Fig. 2. MIC of E. coli and B. subtilis in the presence of (A) Ovispirin, (B) Ferritin-Ovispirin and (C) Pyruvate Dehydrogenase-Ovispirin.

In order to investigate the influence of the architecture and the composition of the StarCores on their antimicrobial efficiency, we compared the MIC of constructs containing the same core but different AMPs (Fig. 3A) and that of constructs containing the same AMPs but different cores (Fig. 3B).

In general, StarCores of varying geometry produced similar MIC values. This suggests to us that StarCores may act via a relatively nonspecific mechanism. For example, simply bringing positively charged AMPs to the bacterial membrane at a high local concentration may be sufficient to cause disruption.

Fig. 3. MIC comparison between constructs with the same core but different AMPs (A) and constructs with the same AMPs but different cores (B). The results for the control AMP ovispirin are also shown as reference.

We used time-lapse microscopy to observe the effect of StarCores on growing bacteria. StarCores were able to disrupt log-phase growth in B. subtilis. We observed both bacteriostatic and bacteriolytic activities.

These results are consistent with described mechanisms for AMP activity: depolarization of the membrane potential followed by lysis.
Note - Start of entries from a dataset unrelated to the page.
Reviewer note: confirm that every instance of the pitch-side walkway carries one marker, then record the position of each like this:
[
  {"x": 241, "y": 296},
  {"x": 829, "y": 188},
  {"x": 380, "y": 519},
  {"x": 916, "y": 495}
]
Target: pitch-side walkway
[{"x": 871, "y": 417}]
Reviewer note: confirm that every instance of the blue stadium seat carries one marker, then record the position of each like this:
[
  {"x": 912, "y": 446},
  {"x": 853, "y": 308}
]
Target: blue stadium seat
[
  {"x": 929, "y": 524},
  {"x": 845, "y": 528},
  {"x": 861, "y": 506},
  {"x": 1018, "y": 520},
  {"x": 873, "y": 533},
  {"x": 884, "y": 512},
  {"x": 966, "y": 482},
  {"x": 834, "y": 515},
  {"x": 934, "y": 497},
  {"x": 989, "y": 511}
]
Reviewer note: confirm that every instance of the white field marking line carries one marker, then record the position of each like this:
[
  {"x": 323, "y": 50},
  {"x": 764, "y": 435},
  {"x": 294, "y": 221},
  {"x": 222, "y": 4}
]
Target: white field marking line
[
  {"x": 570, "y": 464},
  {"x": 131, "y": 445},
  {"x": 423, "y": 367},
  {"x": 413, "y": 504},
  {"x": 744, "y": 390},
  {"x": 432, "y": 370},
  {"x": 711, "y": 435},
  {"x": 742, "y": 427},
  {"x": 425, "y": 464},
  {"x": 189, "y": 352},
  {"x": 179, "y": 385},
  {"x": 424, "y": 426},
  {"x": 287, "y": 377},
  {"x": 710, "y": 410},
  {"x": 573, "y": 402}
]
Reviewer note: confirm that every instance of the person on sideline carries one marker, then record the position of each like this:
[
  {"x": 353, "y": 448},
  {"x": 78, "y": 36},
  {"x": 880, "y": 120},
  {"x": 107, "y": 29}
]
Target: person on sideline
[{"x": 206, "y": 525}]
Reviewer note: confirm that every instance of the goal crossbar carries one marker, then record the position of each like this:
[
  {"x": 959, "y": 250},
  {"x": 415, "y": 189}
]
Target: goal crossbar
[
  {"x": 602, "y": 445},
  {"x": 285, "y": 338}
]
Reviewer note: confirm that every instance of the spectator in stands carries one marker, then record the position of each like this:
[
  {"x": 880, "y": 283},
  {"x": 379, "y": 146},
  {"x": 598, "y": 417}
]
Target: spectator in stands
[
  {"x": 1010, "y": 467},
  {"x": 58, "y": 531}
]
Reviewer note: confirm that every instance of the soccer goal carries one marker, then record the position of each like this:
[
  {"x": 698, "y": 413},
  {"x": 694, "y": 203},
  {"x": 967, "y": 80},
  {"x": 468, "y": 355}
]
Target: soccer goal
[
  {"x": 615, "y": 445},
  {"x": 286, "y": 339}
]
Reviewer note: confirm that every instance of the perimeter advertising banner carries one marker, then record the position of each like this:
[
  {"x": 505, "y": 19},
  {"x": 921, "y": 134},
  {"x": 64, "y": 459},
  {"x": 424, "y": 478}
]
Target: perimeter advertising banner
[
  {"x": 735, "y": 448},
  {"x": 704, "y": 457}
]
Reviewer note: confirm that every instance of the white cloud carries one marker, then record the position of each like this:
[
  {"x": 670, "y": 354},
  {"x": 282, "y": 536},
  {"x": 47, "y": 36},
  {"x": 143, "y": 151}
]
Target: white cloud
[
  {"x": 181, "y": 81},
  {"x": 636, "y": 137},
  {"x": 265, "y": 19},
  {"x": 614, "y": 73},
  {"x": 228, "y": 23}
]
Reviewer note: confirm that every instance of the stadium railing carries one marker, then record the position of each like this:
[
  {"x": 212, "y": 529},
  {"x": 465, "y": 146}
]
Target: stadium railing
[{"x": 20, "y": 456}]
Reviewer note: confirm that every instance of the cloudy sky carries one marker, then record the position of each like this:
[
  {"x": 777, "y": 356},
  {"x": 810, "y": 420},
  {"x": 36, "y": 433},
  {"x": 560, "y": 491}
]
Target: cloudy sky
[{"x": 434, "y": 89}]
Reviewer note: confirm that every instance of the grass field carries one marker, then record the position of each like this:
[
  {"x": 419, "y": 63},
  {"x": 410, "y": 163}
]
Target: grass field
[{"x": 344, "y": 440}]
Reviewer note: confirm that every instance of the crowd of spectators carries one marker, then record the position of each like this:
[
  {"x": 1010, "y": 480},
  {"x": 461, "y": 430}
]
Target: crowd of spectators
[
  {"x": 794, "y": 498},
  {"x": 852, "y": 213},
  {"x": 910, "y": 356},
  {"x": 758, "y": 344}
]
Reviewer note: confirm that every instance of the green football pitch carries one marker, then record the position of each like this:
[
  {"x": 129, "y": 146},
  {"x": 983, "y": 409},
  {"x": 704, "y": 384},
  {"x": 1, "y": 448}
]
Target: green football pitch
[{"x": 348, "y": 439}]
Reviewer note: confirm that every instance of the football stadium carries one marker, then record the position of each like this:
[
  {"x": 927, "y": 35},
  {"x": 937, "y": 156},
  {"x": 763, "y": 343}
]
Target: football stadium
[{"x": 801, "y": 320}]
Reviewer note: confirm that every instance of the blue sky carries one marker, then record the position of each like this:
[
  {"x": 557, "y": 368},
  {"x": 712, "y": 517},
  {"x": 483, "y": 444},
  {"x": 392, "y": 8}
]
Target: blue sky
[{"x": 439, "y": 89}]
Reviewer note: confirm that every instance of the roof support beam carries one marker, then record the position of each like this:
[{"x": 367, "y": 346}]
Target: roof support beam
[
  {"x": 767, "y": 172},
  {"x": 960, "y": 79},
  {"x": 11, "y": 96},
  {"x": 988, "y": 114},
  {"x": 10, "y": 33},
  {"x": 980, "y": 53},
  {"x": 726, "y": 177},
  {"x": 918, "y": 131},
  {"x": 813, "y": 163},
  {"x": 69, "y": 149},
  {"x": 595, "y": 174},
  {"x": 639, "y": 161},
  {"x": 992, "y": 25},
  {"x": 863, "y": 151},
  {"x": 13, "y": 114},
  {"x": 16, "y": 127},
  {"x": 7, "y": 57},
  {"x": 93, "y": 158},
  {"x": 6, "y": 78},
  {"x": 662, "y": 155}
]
Video 1: Untreated B. subtilis culture

Video 2: B. subtilis culture treated with OV-1

Video 3: B. subtilis culture treated with p81

Video 4: B. subtilis culture treated with p89

As assessed by MIC determination and time-lapse microscopy, the StarCores we have obtained show antimicrobial activities. Specifically, 8 out of the 10 constructs showed antimicrobial activity towards E. coli while 9 out of the 10 constructs displayed antimicrobial potential towards B. subtilis. The antimicrobial effect of the StarCores was exerted at concentrations similar to those of the reference AMP ovispirin. Furthermore, StarCores exhibited some species-specific killing, being particularly active against E. coli. Finally, a clear correlation between the geometry of the StarCores and their antimicrobial activity was not observed, indicating a non-specific mechanism of action.